Clint C Wilson, co-author of a book, ‘Racism, Sexism and the Media’, was quoted in this month’s Economist saying that the ABC network in America canned the re-launched Roseanne show based on an economic decision, knowing that advertisers would pull spots that featured alongside the TV comeback.
This of course implied that those advertisers made a moral call on how and where they preferred their brand to be represented.
I found this slightly laughable and shamefully two-faced. I’m sure if I scoured the internet enough, some of those advertisers would also be found languishing in the darkest reaches of the world wide web.
It seems that brand safety only becomes an issue when a vile-mouthed household name causes a furore on Twitter, not, for example, when those same brand dollars help prop up porno p2p sites and fund criminal organisations.

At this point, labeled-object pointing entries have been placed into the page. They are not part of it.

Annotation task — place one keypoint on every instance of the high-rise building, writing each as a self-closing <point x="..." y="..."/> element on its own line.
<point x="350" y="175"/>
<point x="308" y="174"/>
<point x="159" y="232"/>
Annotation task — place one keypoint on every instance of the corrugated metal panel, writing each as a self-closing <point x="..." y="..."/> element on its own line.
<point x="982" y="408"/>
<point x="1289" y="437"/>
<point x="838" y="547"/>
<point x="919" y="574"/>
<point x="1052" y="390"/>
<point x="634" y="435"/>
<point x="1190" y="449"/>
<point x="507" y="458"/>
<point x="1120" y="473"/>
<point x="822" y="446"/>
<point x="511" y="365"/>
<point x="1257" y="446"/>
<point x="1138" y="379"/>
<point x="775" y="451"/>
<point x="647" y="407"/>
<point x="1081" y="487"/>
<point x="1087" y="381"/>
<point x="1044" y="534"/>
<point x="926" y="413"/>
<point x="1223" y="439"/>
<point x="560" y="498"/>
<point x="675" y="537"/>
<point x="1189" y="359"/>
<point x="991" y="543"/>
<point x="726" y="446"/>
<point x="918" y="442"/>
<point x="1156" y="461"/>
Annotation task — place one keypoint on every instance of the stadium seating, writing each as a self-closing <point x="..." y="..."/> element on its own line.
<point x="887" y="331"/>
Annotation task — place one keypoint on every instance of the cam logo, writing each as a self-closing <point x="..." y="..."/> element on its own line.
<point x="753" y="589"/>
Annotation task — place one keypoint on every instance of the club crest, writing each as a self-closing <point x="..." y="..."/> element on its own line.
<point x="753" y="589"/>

Truth be told, we’re not entirely sure where we should position the moral ringfence for brands/advertisers, that is, where and when it’s appropriate for them to be seen cavorting in the world of ethics and campaigning.
Take for example ‘SpyCops’ and the, what I see as unfortunate, outcome suffered by Lush in the UK. Brand takes a stand, brand gets shot down, brand probably ends up in a cell with Louis CK for company. In case you missed it, the soap company caused outrage after launching the #SpyCops campaign, which saw posters put in shop fronts featuring police officers and the words "paid to lie", along with faux police tape saying "Police have crossed a line".
A headline from the Independent UK
I read some comments online, not many. Most were on LinkedIn – the only social media outlet I am guilty of succumbing to (that’s my own moral ringfence, right there).
The implied consensus, or the starting point of any argument was that Lush had taken this stand – to highlight abuses by undercover police in the UK – as part of a marketing tactic, or a ‘story’ that would help shift ‘Dragon’s Eggs’ bath bombs and ‘Lavender Vida Loca’ soaps.
I’d hazard a guess, although I could be utterly wrong, that ‘SpyCops’ was less designed to fill cash registers – despite what ‘expert marketers’ think - and that is was more in keeping with the company’s 22-year history of engaging in direct action activism and generous fundraising.
Check its wiki page for an impressive list of ‘good doing’. Imagine: brand engages in comms messaging for motives other than fiscal!
Understandably, some members of the public were concerned police bashing was afoot, and although that was not the case, it’s hard to get nuanced messages across at the best of times – perhaps that’s where Lush might have been best placed to call upon some comms experts.
For me, however, it brought to the surface those same questions around that moral ringfence, and if/when/where it’s acceptable for a brand/advertiser to speak out.
I’d argue that brands should be dipping their toes, if not their entire torsos, more regularly into some ‘Lavender Vida Loca’ infused waters.
There are thousands of issues that are becoming more pressing by the day – I won’t even begin to list the ones that cause me alarm on a regular basis (we’d run out of space) – don’t we need those with money, access to media and social influence to get on board?